JBS workers, many of them immigrants and refugees, are deemed essential amid the pandemic, alongside the likes of healthcare workers and first responders. Some workers told the Reformer last week they have long worried about what would happen if there were an outbreak at their workplace.

“The lessons learned in the JBS plant in Worthington are going to apply to our other facilities, our packing facilities across the state,” Gov. Tim Walz said.

Malcolm acknowledged challenges in conducting interviews with JBS employees who tested positive for COVID-19. She said more than 40 languages are spoken at the plant, and that health department investigators have so far only been able to conduct interviews with 41 of the 77 lab-confirmed cases in Nobles County. 

“The investigations are taking a little bit longer,” she said. 

Health officials are also not certain if it’s linked with the outbreak at the Sioux Falls Smithfield plant, where the the families of some JBS workers are also employed. 

“I want to acknowledge that we’re seeing community transmission of COVID-19, so it’s difficult to pinpoint,” said Kris Ehresmann, infectious disease director at the Minnesota Department of Health.

The JBS outbreak could lead to pork shortages as hogs stay longer on feedlots. Bloomberg News on reported Monday that its closure now means that more than 10% of the country’s hog slaughtering capacity is down. 

“We don’t make this decision lightly,” said Bob Krebs, president of JBS USA Pork, in a statement announcing the closure in Worthington. “We recognize JBS Worthington is critical to local hog producers, the U.S. food supply and the many businesses that support the facility each and every day.”

Krebs said workers would continue to be paid during the plant closure. The Worthington plant will wind down operations over the next two days with “diminished staff,” the statement said. 

The United Food and Commercial Workers Union Local 663, which represents workers at the plant, last week called on management to slow production at the pork processing facility when the Health Department identified COVID-19 among the plant’s workforce.

“Production line speeds inside JBS and other food processing plants in Minnesota must be immediately slowed to make safe social distancing between workers possible,” said Matt Utecht, president of UFCW Local 663.

He warned: “Failure to make this critical safety improvement will put our community and our nation’s food supply at devastating risk.”

Some workers said that despite safety measures taken at the plant, which include personal protective equipment, frequent sanitation and plexiglass dividers, continuing the same pace of production made it difficult to follow social-distancing guidelines. 

JBS USA operates more than 60 meat, poultry and prepared foods facilities across the U.S. The Worthington pork production facility is the third JBS USA plant to temporarily close, following the Souderton, Penn., beef production facility, where at least one worker has died.
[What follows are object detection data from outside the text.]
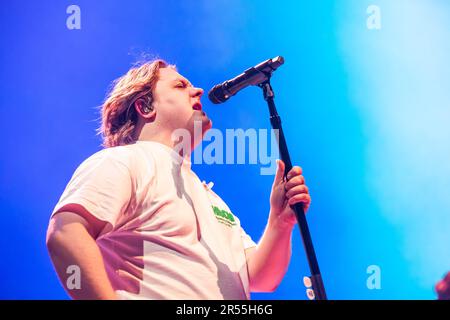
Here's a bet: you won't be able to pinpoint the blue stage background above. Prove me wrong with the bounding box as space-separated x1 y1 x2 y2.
0 0 450 299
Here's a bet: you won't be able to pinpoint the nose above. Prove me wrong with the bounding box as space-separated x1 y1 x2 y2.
192 88 205 99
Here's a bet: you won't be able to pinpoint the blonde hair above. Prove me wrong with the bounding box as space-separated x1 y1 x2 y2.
98 59 174 148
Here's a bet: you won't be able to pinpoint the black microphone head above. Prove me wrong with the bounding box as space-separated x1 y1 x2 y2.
208 84 230 104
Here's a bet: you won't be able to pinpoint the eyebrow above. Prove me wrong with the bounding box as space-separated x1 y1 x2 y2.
173 78 193 87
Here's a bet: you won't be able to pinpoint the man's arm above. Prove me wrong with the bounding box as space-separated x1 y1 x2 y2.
47 211 116 300
245 161 311 292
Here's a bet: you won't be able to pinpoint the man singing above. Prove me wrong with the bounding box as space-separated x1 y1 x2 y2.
47 60 311 299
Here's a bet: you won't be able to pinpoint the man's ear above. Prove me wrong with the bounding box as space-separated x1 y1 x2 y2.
134 98 156 119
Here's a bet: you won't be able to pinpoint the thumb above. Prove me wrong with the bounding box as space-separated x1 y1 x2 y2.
274 160 285 184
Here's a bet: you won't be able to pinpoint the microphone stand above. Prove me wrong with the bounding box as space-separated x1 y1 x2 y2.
258 79 327 300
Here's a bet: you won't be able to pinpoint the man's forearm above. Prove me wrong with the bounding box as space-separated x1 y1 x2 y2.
47 220 116 299
247 215 293 292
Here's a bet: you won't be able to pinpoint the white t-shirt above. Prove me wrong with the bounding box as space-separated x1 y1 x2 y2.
52 141 256 299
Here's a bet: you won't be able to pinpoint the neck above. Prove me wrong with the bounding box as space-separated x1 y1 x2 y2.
137 126 195 158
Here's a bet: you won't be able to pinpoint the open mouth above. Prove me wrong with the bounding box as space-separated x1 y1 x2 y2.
192 102 202 111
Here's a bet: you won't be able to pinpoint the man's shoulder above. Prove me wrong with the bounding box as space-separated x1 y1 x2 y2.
78 145 139 174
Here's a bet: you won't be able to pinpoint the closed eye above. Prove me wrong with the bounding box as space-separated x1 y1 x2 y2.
175 80 191 89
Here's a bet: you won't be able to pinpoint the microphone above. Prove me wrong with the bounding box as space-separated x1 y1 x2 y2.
208 56 284 104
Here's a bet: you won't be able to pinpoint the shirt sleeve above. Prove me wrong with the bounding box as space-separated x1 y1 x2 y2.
240 227 256 250
52 149 133 227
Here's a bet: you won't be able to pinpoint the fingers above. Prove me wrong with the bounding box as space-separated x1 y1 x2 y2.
275 160 285 184
284 175 305 190
287 166 303 180
286 184 309 199
435 272 450 299
288 193 311 206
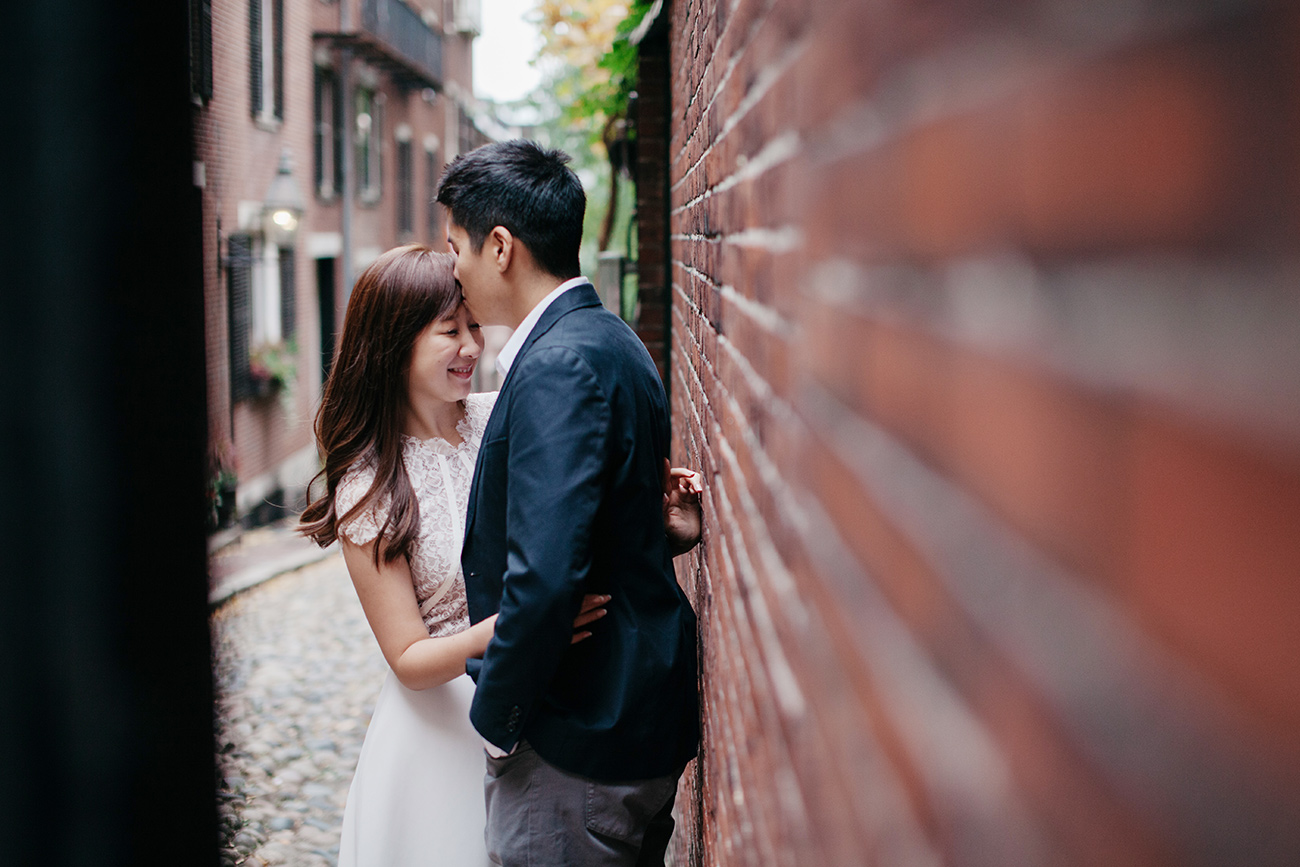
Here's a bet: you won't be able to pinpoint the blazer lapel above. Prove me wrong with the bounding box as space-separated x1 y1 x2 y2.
485 283 601 397
462 283 601 550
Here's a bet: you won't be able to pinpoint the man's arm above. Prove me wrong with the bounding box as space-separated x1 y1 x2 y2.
663 458 705 556
469 347 610 751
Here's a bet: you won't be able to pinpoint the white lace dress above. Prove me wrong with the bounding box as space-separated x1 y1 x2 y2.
335 393 497 867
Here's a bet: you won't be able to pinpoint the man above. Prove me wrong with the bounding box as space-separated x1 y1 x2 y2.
438 140 699 867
The Pennsylvania plant re-opened Monday. 

JBS USA has also closed its Greeley, Colo. beef production plant, where more than 100 workers have become infected with COVID-19. Four workers at the Colorado plant have died.

Walz call with Trump

Walz on Monday also shared details about his phone call with President Donald Trump, who in recent days has tweeted twice about Minnesota, including one after the call with Walz, saying, “Received a very nice call from @GovTimWalz of Minnesota. We are working closely on getting him all he needs, and fast. Good things happening!”
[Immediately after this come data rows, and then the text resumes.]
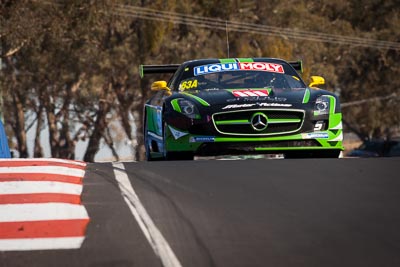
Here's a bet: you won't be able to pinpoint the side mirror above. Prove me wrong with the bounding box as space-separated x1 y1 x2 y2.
151 81 171 94
308 76 325 87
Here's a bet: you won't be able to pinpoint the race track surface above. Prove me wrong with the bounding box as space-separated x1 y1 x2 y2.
0 158 400 267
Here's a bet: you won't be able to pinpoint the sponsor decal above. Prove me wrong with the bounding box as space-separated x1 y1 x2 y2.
222 103 292 109
189 136 215 143
301 133 329 139
232 90 269 97
193 62 284 76
179 80 198 90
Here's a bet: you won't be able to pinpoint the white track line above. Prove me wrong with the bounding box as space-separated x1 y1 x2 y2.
1 158 87 167
0 166 85 177
113 162 182 267
0 203 89 223
0 236 85 251
0 181 82 195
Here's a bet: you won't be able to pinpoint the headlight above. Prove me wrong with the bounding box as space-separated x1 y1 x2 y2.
178 99 200 119
314 96 330 115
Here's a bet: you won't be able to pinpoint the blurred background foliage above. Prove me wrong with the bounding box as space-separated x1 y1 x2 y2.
0 0 400 162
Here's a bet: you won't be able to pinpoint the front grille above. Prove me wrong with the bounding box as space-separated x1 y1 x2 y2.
213 109 305 136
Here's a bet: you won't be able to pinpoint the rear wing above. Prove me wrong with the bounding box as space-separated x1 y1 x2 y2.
139 64 180 78
288 60 303 72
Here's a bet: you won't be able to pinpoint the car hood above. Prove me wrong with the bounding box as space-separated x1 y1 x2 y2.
179 88 309 106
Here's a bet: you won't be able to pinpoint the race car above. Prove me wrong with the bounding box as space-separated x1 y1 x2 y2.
140 58 343 160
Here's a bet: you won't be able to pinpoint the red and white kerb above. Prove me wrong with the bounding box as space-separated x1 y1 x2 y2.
0 159 89 251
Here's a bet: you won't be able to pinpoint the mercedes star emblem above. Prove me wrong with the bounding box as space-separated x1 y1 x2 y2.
251 113 268 132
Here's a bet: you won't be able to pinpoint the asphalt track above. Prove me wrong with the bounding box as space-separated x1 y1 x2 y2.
0 158 400 267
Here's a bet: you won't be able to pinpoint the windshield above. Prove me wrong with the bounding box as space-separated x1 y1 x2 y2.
178 63 305 91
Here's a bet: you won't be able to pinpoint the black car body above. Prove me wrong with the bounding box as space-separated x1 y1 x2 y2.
141 58 343 160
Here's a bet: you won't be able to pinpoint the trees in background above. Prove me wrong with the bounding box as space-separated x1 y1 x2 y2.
0 0 400 162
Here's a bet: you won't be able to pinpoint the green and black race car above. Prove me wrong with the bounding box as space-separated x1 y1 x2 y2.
140 58 343 160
Trump’s Monday tweet is an about-face from Friday, when he tweeted his support of protests organized across the country targeting governors with stay-at-home orders, including Walz. Trump on Friday tweeted “LIBERATE MINNESOTA!,” prompting Walz’s office to reach out to the White House over the weekend.
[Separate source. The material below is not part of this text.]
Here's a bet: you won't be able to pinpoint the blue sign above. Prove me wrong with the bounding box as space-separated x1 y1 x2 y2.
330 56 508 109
Walz said Trump returned his phone call Saturday night, talking for about 10 minutes.

Walz notably did not follow the lead of other governors, who criticized the Trump administration’s failure to procure medical equipment and testing materials. 

“I am not interested in adjudicating why we don’t have these things now, I’m just interested in how we get them,” Walz said. “Minnesotans and Americans, in general, they don’t need to see us fight.”